The thought has occurred to me often and increasingly that much of contemporary Christianity has become an elaborate system of ideas, experiences, traditions and ceremonies functioning as justification for American lifestyles and culture. In a real sense, organized religion works to shield adherents from the radical values and expressed directives of Jesus. Our lives have gone so far afield from what the founder championed and from the difficulty of real, devoted adherence to his seemingly near impossible demands.
Our response? We've fashioned a substitute or replacement religion that allows us to go on with our lives as they have been formed by our culture, while also inviting us to waiting for the next life to arrive.
An irony is that embracing the protective substitute version of the faith is not limited to the well-to-do or even the middle class, but affects the underclass as well. Media and marketing allow us all to believe that the rewards and certain outcomes of the American Dream will someday and soon be ours as well. Embracing the gospel of the status quo sets us free to compartmentalize life into manageable sectors that may or may relate to one another at all.
Countervailing voices to this mainstream, accepted accommodation get shouted down as "liberationists," "heretics," or worse. Clearly, Jesus would not be accepted by much of the contemporary Christian community, just as he was rejected by the religious of his own day.
Now comes conservative columnist, David Brooks whose words in an Op-Ed essay published on September 6, 2010 in The New York Times follow much the same train of thought.
Tell me what you think.
The Gospel of Wealth
By DAVID BROOKS
Maybe the first decade of the 21st century will come to be known as the great age of headroom. During those years, new houses had great rooms with 20-foot ceilings and entire new art forms had to be invented to fill the acres of empty overhead wall space.
People bought bulbous vehicles like Hummers and Suburbans. The rule was, The Smaller the Woman, the Bigger the Car — so you would see a 90-pound lady in tennis whites driving a 4-ton truck with enough headroom to allow her to drive with her doubles partner perched atop her shoulders.
When future archeologists dig up the remains of that epoch, they will likely conclude that sometime around 1996, the U.S. was afflicted by a plague of claustrophobia and drove itself bankrupt in search of relief.

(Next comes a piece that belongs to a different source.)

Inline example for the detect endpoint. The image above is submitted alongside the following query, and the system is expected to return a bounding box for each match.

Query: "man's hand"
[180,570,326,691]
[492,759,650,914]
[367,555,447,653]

But that economy went poof, and social norms have since changed. The oversized now looks slightly ridiculous. Values have changed as well.
Today, savings rates are climbing and smart advertisers emphasize small-town restraint and respectability. The Tea Party movement is militantly bourgeois. It uses Abbie Hoffman means to get back to Norman Rockwell ends.
In the coming years of slow growth, people are bound to establish new norms and seek noneconomic ways to find meaning. One of the interesting figures in this recalibration effort is David Platt.
Platt earned two master’s degrees and a doctorate from the New Orleans Baptist Theological Seminary. At age 26, he was hired to lead a 4,300-person suburban church in Birmingham, Ala., and became known as the youngest megachurch leader in America.
Platt grew uneasy with the role he had fallen into and wrote about it in a recent book called “Radical: Taking Back Your Faith From the American Dream.” It encapsulates many of the themes that have been floating around 20-something evangelical circles the past several years.